Centrelink thanks the Australian National Audit Office for the way in which this audit was conducted. The professionalism of the officers, their evident technical expertise, the working relationship that was fostered and the willingness of all parties to address operational issues throughout the course of this audit has greatly aided Centrelink in quickly implementing continuous improvements to the administration, accuracy, completeness and consistency of its data holdings.
1 Other records include historical records for customers previously in payment, along with records for organisations and children.
2 One of the computing environments stores information on Centrelink customers residing outside Australia.
3 For example, that a customer's recorded date of death did not precede his or her recorded date of birth, or that a customer's marital status (single or partnered) aligned with the payment rate for a benefit that was paid at either a single or partnered rate.
4 The primary key is a means of uniquely identifying each record within the database and a mechanism to link data across various elements of the database.
5 And, therefore, had multiple records in the database.
6 Quality On-Line (QOL) monitors the completeness and correctness of information used in processing customer's claims. QOL was introduced as a quality assurance process to ensure that payments made by Centrelink and the services provided are correct. The QOL system is based on a second person comprehensively checking the correctness of the work of the CSO who initially processed a customer's claim and entered the customer's data into ISIS.

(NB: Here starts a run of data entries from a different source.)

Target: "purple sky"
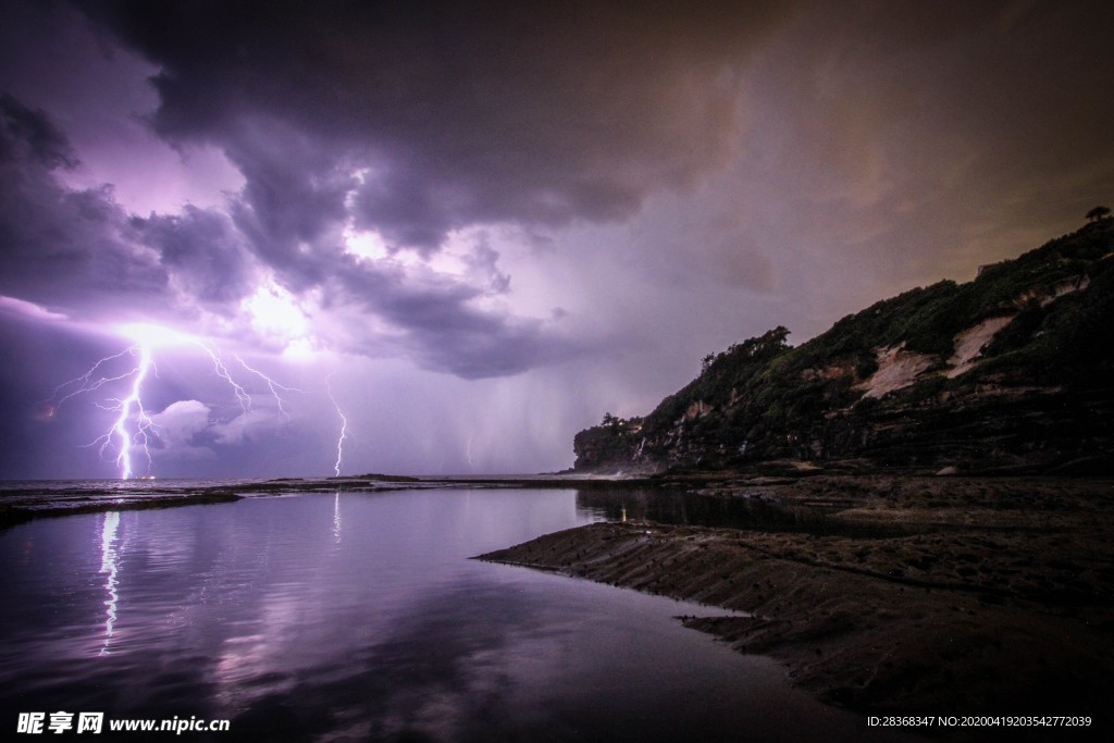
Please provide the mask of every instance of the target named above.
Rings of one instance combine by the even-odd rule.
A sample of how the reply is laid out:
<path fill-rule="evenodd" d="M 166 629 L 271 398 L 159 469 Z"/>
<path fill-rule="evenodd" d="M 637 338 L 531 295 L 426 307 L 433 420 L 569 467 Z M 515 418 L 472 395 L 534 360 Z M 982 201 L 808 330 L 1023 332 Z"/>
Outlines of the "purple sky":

7 The Random Sample Survey (RSS) Programme involves sampling a number of Centrelink customers from each of the main payment streams to verify the accuracy of information provided by those customers. This process occurs each year and also checks the accuracy of calculated payment rates, based on the customer information.
8 False positive results can arise when a data integrity error checking program tests data against obsolete business rules. These data integrity checking programs report errors where they should not.
9 Where the partner is still alive and in receipt of payment.
10 Some benefit determinations are not payment-related. For example, a person may have a current benefit determination to receive a Low Income Health Care Card or for JobSeeker Registration, which allows access to the Job Network.
11 For example, the recipient of a Carer payment may not be in receipt of another income support payment, such as Age Pension, NewStart Allowance or Parenting Payment. However, such a person may be entitled to receive a Carer Allowance or a Family Tax Benefit payment. [More information is available in Centrelink's publication, A Guide to Australian Government Payments].
12 Centrelink had implemented a duplicate payments filter—a control within the payments system—to stop payment on the second record of a known duplicate pair. Centrelink advised the ANAO that at 18 January 2006, 1 283 of the 2 000 records had been investigated. Centrelink identified one case of overpayment and six cases where a customer had been issued a second Low Income Card.